By now the topic of what is data? And how it is managed/organized using a database is no longer new. But questions around how best to manage/model data are still ongoing and with that, we will discuss some common database management systems and show some modeling concepts.
Hierarchical Database: Data is categorized into levels which are done based on connection links. This kind of a parent-child relationship. This form is not really scalable as when new data is required, one has to traverse the database, which is really expensive.

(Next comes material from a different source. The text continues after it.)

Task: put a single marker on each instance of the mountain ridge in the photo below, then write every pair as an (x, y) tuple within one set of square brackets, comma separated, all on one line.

Network Database: This is similar to Hierarchical but the difference is that there is a child node that can be connected to multiple parents. It still carries over most of the cons of Hierarchical just less expensive.
Object-Orientated Database: Information is organized in the form of objects. We have Class and Inheritance like object-oriented programming. When you have complex data relationships, ODBMS is a good route and used quite a lot in building applications. Heard of object-relational mapping(ORM). This is the means of accessing the data objects within the code.
Relational Database: Can also be called a SQL DB and it is one of the most popular. The table is used to hold the data. Yes, the popular rows and columns database, with each data row having a relationship as implied by the name.
No-SQL Database: Quite different from the relational database in that It is not the only SQL and it comes in a variety of data models such as document, graph, key-value, etc. Popularity has grown as we look to handle data types. In RDBMS, if there is a change to the data model that might affect the data, the Database Developer might need to make some expensive modifications but not the same with NO-SQL.
NoSQL vs SQL? Which should we be using for our application? A very common question, I think most of the different DBMS are connected as data is ever-changing, and with that comes the need to combine different systems to increase the performance and efficiency of our applications.
The idea is that once presented with a project, you need to have an initial sketch to help understand the data and its requirements. Taking into consideration the business process and inputs from the stakeholders.
There is a lot of content on the different models and techniques, I would not bore you with many details.
Expense Tracker Application: The initial goal of this application is to capture receipts from shopping to help understand monthly expenses and items that were purchased.
We will be designing a data architecture that can handle different data types as the organization looks to have some sort of ML in identifying pictures sent.
Database Design and Architecture
We must understand the application workflow which will aid in the initial design of the database. This will further help in data architecture and orchestration.
- Understand the data|business flow process
- High level proposed application.
- Data format: This will be in a different form from raw text, image, emails, etc
- Data Source: Manual entry from individual shopping merchants.
There is a need to understand the application workflow as it gives some idea into how the backend/database will be designed.
This application will have other parts for now we will be focusing on the expense tracker.
- Expense Tracker
- What are the required fields
- What does a receipt usually contain
- What format will the receipts be entered into the database.?
Data Architecture The different components we will be looking at are:
- Data source
- Data Extraction
- Data storage
- Analysis and Visualization
Tools and Languages
- Spacy NLP: This will come in handy as we work on ML models
- Tika: Handle data extraction
- Airflow: Handles automation and data pipeline.
- MongoDB|Postgres: Extracted data for storage.
- ELK: This helps connect all of our applications. Searching and visualization.
PS: Follow our GitHub repo for more details We will be concluding this series with a detailed description of Database Design while taking a look at the application design/workflow as a guide. A little introduction on how we will be concluding this post in the next few weeks.
Simple UML Design
Expense App: The MVP is to have an app that can read data scanned from a receipt and drop it all in the initial(aka raw) schema. The next steps will be to read through that and pick out each item into a semi-clean schema.